I wish to assure you that I follow your problems and your difficulties; I
share your expectations; I wish to accompany you on your way. .
I have already repeated on various occasions: you young people are the hope
of the Church and of society. This affirmation, however, so evident at first
sight, requires, perhaps, a pause for reflection.
In the first place: are adults, parents, educators, men responsible for the
Church or for civil society, really convinced of the hope you represent? The
reasons for anxiety derived from some expressions of life among youth today,
might have weakened this confident certainty, the source of intelligent and
intense activity, in view of your formation
And you, dear young people, do you really feel, deeply, that you are the hope
and the joyful promise of tomorrow? Certainly, awareness of youthfulness is not
sufficient to give the sense of that inner confidence, which alone makes it
possible to look to the future with the calm certainty of being able to change
the forces operating in the world, for the construction of a society really
worthy of man.
To be young means living within oneself an incessant newness of spirit,
nourishing a continual quest for good, releasing an impulse to change always for
the better, realizing a persevering determination of dedication. Who will make
all this possible for us? Does man have within himself the strength to face with
his own forces the snares of evil, selfishness and —let
us say so clearly—the
disintegrating snares of the "prince of this world", who is always active to
give man, first, a false sense of his autonomy, and then to bring him, through
failure, to the abyss of despair?
All of us, the young and adults, must have recourse to Christ, the eternally
young, Christ the conqueror of every expression of death, Christ who rose again
for ever, Christ who communicates in the Holy Spirit the continuous,
irrepressible life of the Father; we must do so in order to found and ensure the
hope of tomorrow, which you will build, but which is already potentially present
today. Christ Jesus must conquer; whenever his grace defeats in us the forces of
evil, he renews our youth, widens the horizons of our hope, and strengthens the
energies of our confidence.
Christ's victory in our hearts calls for the exercise of the virtue of
fortitude, the third cardinal virtue, which is the subject chosen for the
General Audience today.
This virtue, which enables us to face dangers and bear adversity—as St Thomas
Aquinas states—permits man to fight courageously, to "agere contra" for the
ideals of justice, honesty and peace, by which you feel deeply attracted. It is
not possible to think of constructing a new world without being strong and
courageous in overcoming the false ideas of fashion, the world's principles of
violence, the promptings of evil. All that requires us to go beyond the barriers
of fear in order to bear witness to Christ and offer at the same time—the two
realities are superimposed on each other—an image of the true man, who expresses
himself only in love, in the gift of himself.
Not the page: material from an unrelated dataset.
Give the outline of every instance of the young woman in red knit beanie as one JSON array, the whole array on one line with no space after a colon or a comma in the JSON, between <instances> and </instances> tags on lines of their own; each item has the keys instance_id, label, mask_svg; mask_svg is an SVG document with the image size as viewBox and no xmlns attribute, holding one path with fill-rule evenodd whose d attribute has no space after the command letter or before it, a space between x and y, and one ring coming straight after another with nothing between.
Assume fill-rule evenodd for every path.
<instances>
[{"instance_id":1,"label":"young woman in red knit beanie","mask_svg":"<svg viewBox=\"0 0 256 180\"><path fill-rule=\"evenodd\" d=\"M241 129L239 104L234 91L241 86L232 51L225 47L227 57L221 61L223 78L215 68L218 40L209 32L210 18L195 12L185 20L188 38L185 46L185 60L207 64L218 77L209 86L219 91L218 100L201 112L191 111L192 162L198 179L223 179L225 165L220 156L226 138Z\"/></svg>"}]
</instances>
I wish to point out to you, too, the example of fortitude of a young
eighteen-year-old, St. Stanislaus Kostka, the patron saint of the young, who, to
follow his vocation to the religious state, though of a frail constitution and
sensitive nature, faced the opposition of his circle, fled from the pursuit of
his relatives, and travelled on foot, secretly, from Vienna to Rome, in order to
enter the novitiate of the Jesuits and thus answer the Lord's call. His tomb, in
the church of S. Andrea al Quirinale, is the goal of pious visits of hosts of
young people, especially during this month.
You see, dear young people, to follow Christ, to build up the man in
yourselves and to strive to help others to do so, entails courageous resolutions
and the tenacious strength to put them into practice, sustaining one another
also with forms of association, which make it possible to unite your efforts,
deepen your convictions mutually, and encourage one another with reciprocal and
loving help.
Entrust yourselves to the grace of the Lord who cries within us and for us:
courage!
Victory over the world will be Christ's. Do you want to take his side and
face with him this battle of love, animated by invincible hope and courageous
fortitude?
You will not be alone; the Pope is with you. He loves you and bless you.